Marines dispense Gospel coins to Iraqis
FALLUJAH, Iraq – At the western entrance to the Iraqi city of Fallujah on Tuesday, Muamar Anad handed his residence badge to the U.S. Marines guarding the city. They checked to be sure that he was a city resident, and when they were done, Anad said, a Marine slipped a coin out of his pocket and put it in his hand.
Out of fear, he accepted it, Anad said. When he was inside the city, the college student said, he looked at one side of the coin. “Where will you spend eternity?” it asked.
He flipped it over, and on the other side it read, “For God so loved the world, that He gave His only begotten Son, that whoever believes in Him shall not perish, but have eternal life. John 3:16.”
“They are trying to convert us to Christianity,” said Anad, a Sunni Muslim like most residents of this city in Anbar province. At home, he told his story, and his relatives echoed their disapproval: They’d been given the coins too, he said.
Fallujah, the scene of a bloody U.S. offensive against Sunni insurgents in 2004, has calmed and grown less hostile to American troops since residents turned against al-Qaida in Iraq, which had tried to force its brand of Islamist extremism on the population.
Now residents of the city are abuzz that some Americans whom they consider occupiers are also acting as Christian missionaries. Residents said some Marines at the western entrance to their city have been passing out the coins for two days in what they call a “humiliating” attempt to convert them to Christianity.

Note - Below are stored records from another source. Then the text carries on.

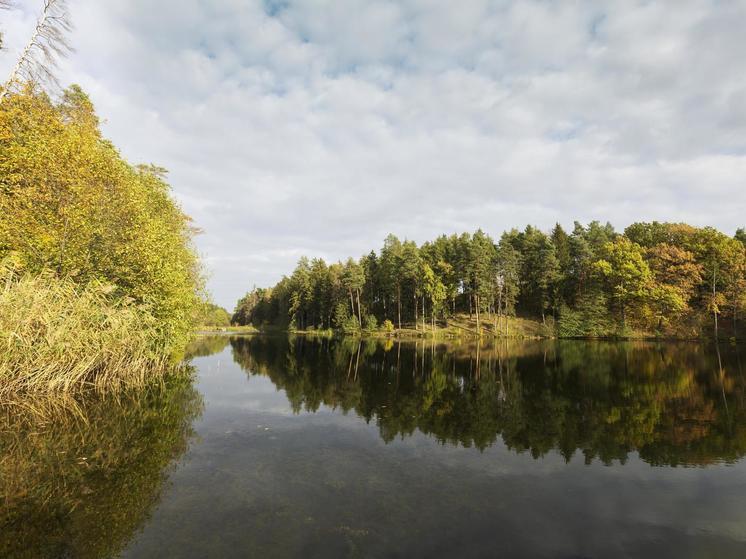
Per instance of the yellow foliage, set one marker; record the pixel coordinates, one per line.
(72, 205)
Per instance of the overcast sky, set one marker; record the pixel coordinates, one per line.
(317, 127)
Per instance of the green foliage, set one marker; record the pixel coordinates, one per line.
(370, 322)
(79, 477)
(213, 315)
(58, 336)
(657, 279)
(71, 205)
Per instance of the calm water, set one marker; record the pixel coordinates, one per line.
(300, 448)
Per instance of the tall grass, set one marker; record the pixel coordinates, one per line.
(57, 336)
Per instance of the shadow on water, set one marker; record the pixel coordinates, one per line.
(445, 467)
(675, 404)
(79, 479)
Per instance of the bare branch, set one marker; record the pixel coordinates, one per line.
(47, 45)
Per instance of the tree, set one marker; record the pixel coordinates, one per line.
(481, 257)
(741, 236)
(711, 248)
(410, 273)
(71, 205)
(391, 262)
(508, 274)
(627, 274)
(435, 291)
(47, 44)
(354, 280)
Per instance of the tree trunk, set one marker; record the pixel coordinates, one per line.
(476, 308)
(714, 309)
(398, 303)
(359, 310)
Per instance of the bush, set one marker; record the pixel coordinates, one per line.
(71, 204)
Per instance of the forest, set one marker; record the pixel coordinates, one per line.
(654, 279)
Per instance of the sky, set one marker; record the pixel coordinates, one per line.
(317, 127)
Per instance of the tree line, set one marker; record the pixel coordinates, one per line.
(654, 278)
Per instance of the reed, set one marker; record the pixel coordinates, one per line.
(57, 336)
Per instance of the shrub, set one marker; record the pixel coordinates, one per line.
(72, 205)
(371, 323)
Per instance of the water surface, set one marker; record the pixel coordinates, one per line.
(300, 448)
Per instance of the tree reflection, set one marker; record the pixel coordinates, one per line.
(78, 480)
(674, 404)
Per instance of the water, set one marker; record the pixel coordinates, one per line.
(301, 448)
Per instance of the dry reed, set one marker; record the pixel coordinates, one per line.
(57, 337)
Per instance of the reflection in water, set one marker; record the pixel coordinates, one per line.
(673, 403)
(79, 481)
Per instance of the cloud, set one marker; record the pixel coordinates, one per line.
(318, 127)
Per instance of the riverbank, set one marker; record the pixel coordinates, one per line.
(462, 326)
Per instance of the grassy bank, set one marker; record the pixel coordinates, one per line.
(105, 283)
(58, 336)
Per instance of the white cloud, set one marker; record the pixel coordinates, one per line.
(319, 126)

In the markets, people crowded around men with the coins, passing them to each other and asking in surprise, “Have you seen this?”

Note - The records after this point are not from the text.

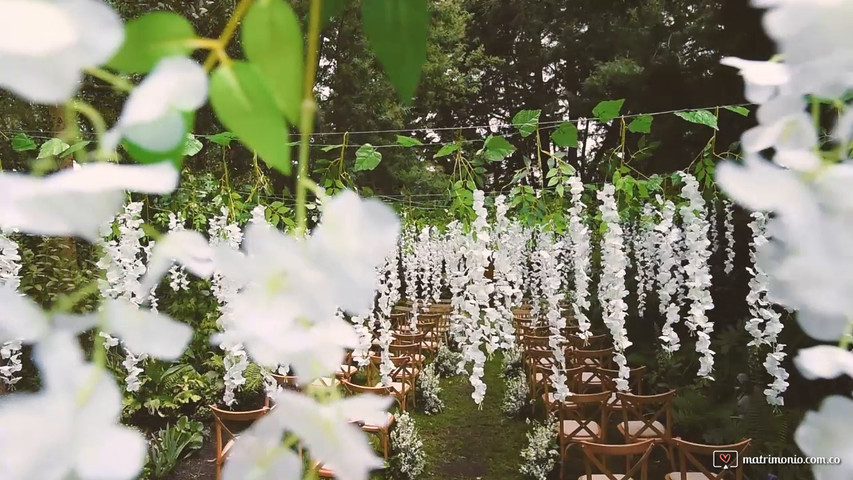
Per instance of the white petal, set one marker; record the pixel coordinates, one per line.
(824, 361)
(759, 72)
(161, 135)
(20, 318)
(188, 248)
(23, 24)
(112, 453)
(145, 331)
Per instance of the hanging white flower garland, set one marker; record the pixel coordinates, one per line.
(697, 271)
(611, 287)
(667, 240)
(235, 359)
(10, 267)
(580, 238)
(765, 325)
(728, 224)
(123, 265)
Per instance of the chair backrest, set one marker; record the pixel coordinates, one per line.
(602, 358)
(688, 461)
(587, 410)
(597, 455)
(408, 338)
(647, 409)
(635, 379)
(228, 424)
(594, 342)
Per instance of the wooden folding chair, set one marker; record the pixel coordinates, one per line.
(401, 381)
(573, 376)
(693, 468)
(608, 380)
(597, 455)
(594, 342)
(593, 359)
(223, 418)
(648, 417)
(381, 431)
(581, 419)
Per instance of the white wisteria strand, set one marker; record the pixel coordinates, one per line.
(611, 287)
(697, 271)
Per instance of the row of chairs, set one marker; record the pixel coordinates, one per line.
(410, 350)
(584, 418)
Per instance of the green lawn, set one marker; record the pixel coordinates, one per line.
(464, 442)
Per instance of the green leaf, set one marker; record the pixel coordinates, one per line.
(75, 148)
(526, 121)
(408, 141)
(641, 124)
(246, 106)
(566, 135)
(272, 40)
(398, 30)
(446, 150)
(192, 145)
(366, 158)
(702, 117)
(149, 38)
(608, 109)
(331, 9)
(52, 148)
(739, 110)
(22, 142)
(497, 148)
(224, 138)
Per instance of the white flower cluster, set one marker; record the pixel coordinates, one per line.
(580, 239)
(805, 189)
(411, 266)
(235, 359)
(388, 294)
(429, 389)
(409, 460)
(177, 273)
(765, 325)
(477, 316)
(667, 238)
(540, 455)
(697, 271)
(10, 267)
(730, 237)
(551, 282)
(123, 264)
(644, 246)
(611, 287)
(507, 257)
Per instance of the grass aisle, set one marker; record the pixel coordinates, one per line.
(463, 442)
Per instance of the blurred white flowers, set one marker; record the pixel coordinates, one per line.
(153, 115)
(77, 202)
(45, 45)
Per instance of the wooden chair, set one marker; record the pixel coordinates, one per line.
(415, 367)
(401, 382)
(608, 380)
(223, 418)
(597, 455)
(381, 431)
(573, 376)
(581, 419)
(593, 359)
(692, 468)
(648, 417)
(595, 342)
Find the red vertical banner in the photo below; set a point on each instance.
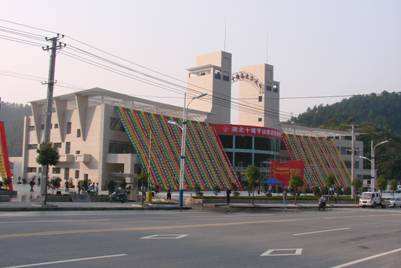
(5, 171)
(284, 171)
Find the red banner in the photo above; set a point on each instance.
(284, 171)
(239, 130)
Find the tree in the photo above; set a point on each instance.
(47, 156)
(330, 181)
(381, 183)
(295, 183)
(393, 185)
(252, 174)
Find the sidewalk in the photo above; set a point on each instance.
(83, 206)
(276, 206)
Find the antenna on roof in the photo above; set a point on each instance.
(225, 34)
(267, 47)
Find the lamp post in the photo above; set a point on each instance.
(183, 128)
(372, 162)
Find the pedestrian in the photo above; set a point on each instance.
(32, 183)
(228, 193)
(285, 196)
(169, 193)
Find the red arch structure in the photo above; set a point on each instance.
(5, 171)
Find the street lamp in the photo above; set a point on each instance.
(183, 128)
(372, 162)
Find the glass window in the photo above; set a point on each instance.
(263, 144)
(226, 141)
(243, 159)
(68, 128)
(242, 142)
(116, 124)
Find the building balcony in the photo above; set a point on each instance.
(66, 158)
(83, 158)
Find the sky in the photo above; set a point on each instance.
(317, 47)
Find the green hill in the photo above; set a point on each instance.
(376, 116)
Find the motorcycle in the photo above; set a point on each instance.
(119, 196)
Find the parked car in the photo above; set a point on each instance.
(371, 199)
(394, 202)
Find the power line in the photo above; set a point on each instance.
(131, 76)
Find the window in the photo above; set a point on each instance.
(243, 142)
(57, 145)
(116, 124)
(226, 141)
(32, 146)
(243, 159)
(118, 147)
(31, 169)
(263, 144)
(68, 128)
(67, 147)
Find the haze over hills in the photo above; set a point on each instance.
(377, 116)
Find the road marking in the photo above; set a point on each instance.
(322, 231)
(282, 252)
(165, 236)
(144, 228)
(67, 261)
(53, 221)
(367, 258)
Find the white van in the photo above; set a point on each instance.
(370, 199)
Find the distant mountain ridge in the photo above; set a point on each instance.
(380, 110)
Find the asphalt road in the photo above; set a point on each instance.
(341, 237)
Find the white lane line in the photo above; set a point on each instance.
(67, 261)
(53, 221)
(323, 231)
(367, 258)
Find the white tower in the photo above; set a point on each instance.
(212, 75)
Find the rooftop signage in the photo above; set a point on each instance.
(240, 130)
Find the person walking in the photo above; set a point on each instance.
(169, 193)
(32, 183)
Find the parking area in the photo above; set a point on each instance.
(333, 238)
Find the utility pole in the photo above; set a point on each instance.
(372, 168)
(55, 45)
(352, 160)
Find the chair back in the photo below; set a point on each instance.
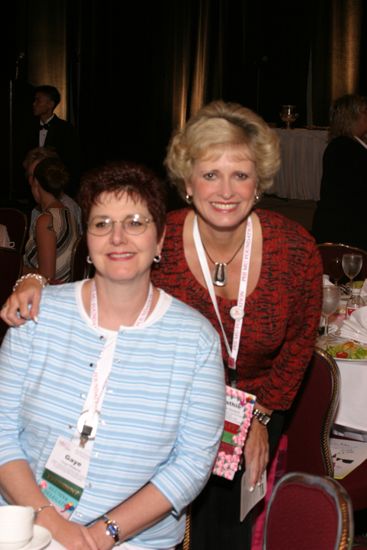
(308, 512)
(310, 418)
(330, 251)
(10, 269)
(16, 223)
(80, 268)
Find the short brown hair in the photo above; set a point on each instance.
(120, 177)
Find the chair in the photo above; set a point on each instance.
(16, 223)
(10, 269)
(310, 419)
(80, 268)
(309, 425)
(330, 251)
(308, 512)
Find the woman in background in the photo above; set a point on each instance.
(32, 158)
(340, 213)
(54, 230)
(264, 287)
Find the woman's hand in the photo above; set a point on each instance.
(16, 309)
(256, 451)
(71, 535)
(98, 533)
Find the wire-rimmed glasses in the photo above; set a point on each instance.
(133, 224)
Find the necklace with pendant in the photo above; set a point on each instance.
(219, 276)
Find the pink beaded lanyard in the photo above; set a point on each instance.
(238, 311)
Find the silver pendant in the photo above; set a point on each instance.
(220, 274)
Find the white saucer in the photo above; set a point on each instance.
(41, 538)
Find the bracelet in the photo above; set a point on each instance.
(43, 281)
(112, 528)
(39, 510)
(262, 417)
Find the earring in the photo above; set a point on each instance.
(257, 196)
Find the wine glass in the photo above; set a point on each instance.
(352, 265)
(330, 303)
(335, 269)
(288, 115)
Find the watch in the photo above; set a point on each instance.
(263, 418)
(112, 528)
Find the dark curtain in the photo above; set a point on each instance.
(137, 70)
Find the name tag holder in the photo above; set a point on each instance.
(238, 414)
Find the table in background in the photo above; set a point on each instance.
(352, 410)
(301, 169)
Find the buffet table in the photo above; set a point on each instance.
(301, 169)
(352, 410)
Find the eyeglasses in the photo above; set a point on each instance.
(134, 224)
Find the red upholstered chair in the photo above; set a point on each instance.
(16, 224)
(330, 251)
(309, 424)
(10, 269)
(310, 419)
(308, 512)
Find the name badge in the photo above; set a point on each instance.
(238, 414)
(65, 474)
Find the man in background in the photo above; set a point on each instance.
(53, 132)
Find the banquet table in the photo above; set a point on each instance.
(352, 409)
(4, 237)
(301, 169)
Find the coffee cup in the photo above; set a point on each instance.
(16, 526)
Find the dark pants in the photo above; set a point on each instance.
(215, 523)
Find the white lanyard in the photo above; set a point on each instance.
(238, 311)
(88, 420)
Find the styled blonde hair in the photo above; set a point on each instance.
(221, 125)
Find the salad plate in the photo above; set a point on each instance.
(347, 350)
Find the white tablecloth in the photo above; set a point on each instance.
(352, 410)
(4, 237)
(301, 170)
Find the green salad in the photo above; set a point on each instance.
(348, 350)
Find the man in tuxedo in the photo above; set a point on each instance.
(53, 132)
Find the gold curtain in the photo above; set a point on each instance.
(345, 46)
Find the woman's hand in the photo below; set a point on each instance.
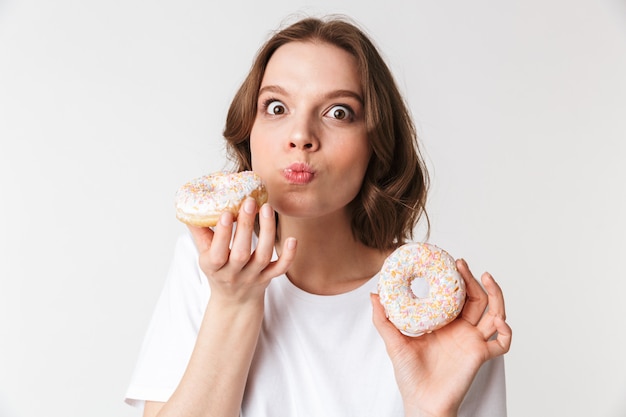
(235, 272)
(434, 371)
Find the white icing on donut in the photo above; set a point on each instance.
(415, 316)
(203, 199)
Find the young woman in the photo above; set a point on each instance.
(276, 316)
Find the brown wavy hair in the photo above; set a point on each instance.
(392, 198)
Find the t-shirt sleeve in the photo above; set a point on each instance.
(173, 329)
(487, 395)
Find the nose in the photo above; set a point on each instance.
(304, 134)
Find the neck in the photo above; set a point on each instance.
(329, 259)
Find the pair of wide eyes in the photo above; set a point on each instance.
(277, 108)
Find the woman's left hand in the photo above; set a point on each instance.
(434, 371)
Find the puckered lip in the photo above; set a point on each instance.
(299, 173)
(299, 167)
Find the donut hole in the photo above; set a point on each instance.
(420, 287)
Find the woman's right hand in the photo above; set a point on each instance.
(235, 272)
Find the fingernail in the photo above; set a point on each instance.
(226, 219)
(249, 206)
(267, 211)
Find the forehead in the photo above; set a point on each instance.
(312, 64)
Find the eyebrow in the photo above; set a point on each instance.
(330, 95)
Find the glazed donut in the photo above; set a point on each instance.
(411, 314)
(201, 201)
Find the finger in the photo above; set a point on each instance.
(502, 343)
(391, 336)
(495, 309)
(219, 251)
(202, 236)
(284, 261)
(267, 238)
(476, 299)
(241, 249)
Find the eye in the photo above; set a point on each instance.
(275, 107)
(340, 112)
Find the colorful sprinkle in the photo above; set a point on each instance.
(210, 195)
(412, 315)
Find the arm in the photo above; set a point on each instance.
(215, 378)
(435, 371)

The head of the Sunni endowment in Fallujah, the organization that oversees Sunni places of worship and other religious establishments, demanded that the Marines stop.
“This can cause strife between the Iraqis and especially between Muslim and Christians,” said Sheikh Mohammed Amin Abdel Hadi.

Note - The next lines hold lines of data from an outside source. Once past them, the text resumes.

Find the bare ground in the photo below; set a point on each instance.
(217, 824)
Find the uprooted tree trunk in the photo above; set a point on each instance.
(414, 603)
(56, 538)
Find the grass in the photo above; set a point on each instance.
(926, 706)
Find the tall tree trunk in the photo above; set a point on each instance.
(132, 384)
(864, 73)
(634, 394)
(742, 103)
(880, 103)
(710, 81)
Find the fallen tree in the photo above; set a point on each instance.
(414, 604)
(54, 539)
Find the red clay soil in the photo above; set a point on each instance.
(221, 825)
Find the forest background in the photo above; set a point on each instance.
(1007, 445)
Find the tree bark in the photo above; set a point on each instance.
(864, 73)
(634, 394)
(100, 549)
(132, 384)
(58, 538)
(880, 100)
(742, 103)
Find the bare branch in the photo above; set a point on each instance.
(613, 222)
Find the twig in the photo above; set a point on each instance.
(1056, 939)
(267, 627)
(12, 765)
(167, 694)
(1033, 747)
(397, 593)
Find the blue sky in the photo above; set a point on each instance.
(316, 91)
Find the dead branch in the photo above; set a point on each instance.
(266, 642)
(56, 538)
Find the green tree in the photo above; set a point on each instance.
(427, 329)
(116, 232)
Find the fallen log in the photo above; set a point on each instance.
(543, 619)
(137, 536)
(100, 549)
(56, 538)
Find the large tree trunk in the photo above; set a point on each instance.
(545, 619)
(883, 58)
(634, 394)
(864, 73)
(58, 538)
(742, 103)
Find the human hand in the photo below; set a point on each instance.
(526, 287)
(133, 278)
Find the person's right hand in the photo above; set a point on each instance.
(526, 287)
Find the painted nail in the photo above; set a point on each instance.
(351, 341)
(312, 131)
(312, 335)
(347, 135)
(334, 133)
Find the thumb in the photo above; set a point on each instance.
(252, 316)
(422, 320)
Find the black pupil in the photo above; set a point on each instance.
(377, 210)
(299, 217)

“Iraq is investigating a report that U.S. military personnel in Fallujah handed-out material that is religious and evangelical in nature,” Rear Adm. Patrick Driscoll, a U.S. military spokesman, wrote in an e-mailed statement. “Local commanders are investigating since the military prohibits proselytizing any religion, faith or practices.”
The controversy over the coins comes on the heels of a tempest triggered by a U.S. sniper who used the Quran, Islam’s holy book, for target practice. The sniper was pulled out of Iraq after tribal leaders on May 9 found a Quran with 14 bullet holes and graffiti on the pages.